La suite ? Une saison calamiteuse pour le numéro 13. Le Club change à nouveau d’entraîneur et il doit retrouver ses marques. C’est surtout une année de problèmes physiques. Sa préparation est mauvaise et il joue encore moins. Les play-offs sont une catastrophe. Il ne participe qu’à la moitié des matches et encore, pour une poignée de minutes. Sa blessure suscite des discussions en interne. Le Club pense que le problème vient du dos mais on ne trouve rien. Le mal persistant, le Catalan prend rendez-vous à Barcelone avec le médecin qui l’a opéré du genou six ans plus tôt. Celui-ci détecte un problème à la hanche, pas au dos. C’est en avril, trop tard. Comme le Club continue à douter de lui, il se tourne vers Vanaken, qui est finalement trop cher.

Et puis, changement de topo. Cette saison, on découvre un tout autre Vazquez. Suite au départ de Mémé Tchité, il demande le numéro sept. Il préférerait le dix mais il est attribué à Jesper Jörgensen, qui effectue la préparation avec le Club.

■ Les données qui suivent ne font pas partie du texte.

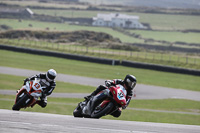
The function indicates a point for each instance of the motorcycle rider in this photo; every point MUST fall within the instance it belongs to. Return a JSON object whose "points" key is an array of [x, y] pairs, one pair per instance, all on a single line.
{"points": [[46, 79], [129, 84]]}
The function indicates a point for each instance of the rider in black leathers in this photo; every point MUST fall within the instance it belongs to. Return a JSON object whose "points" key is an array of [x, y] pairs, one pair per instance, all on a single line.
{"points": [[46, 79], [129, 83]]}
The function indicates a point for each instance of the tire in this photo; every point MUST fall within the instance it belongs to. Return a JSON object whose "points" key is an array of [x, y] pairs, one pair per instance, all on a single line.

Le numéro n’est pas le seul à changer. Pendant la préparation, son genou et son dos se manifestent mais les préparateurs physiques sont impitoyables. Il doit acquérir du volume, être plus dur envers lui-même. Il ne doit pas arrêter l’entraînement avant les autres mais serrer les dents et continuer. A Westkapelle, quand il doit s’entraîner individuellement, le staff le fait pédaler sur les rouleaux. Comme ça, les autres voient qu’il travaille. Lui-même se sent impliqué. Tout le monde est égal devant la loi, aux yeux de Preud’homme, comme Lestienne l’a appris.

La rotation sans lui

Vazquez entame le championnat où il avait achevé le précédent : sur le banc. Mais ça change rapidement. Il entre au jeu à Waasland-Beveren et fait basculer la partie. Par la suite, il ne ratera plus beaucoup de minutes de jeu. Il constitue une exception dans le système de rotation prôné par Preud’homme, essentiellement dans le compartiment offensif. Seules des blessures le freinent encore. A Ostende notamment. Puis il entre au jeu contre Gand, malgré une fracture du nez. Il a augmenté son volume et quand il joue, c’est souvent jusqu’au coup de sifflet final. Parce qu’il est rentable et parce que l’entraîneur ne dispose pas d’une doublure évidente.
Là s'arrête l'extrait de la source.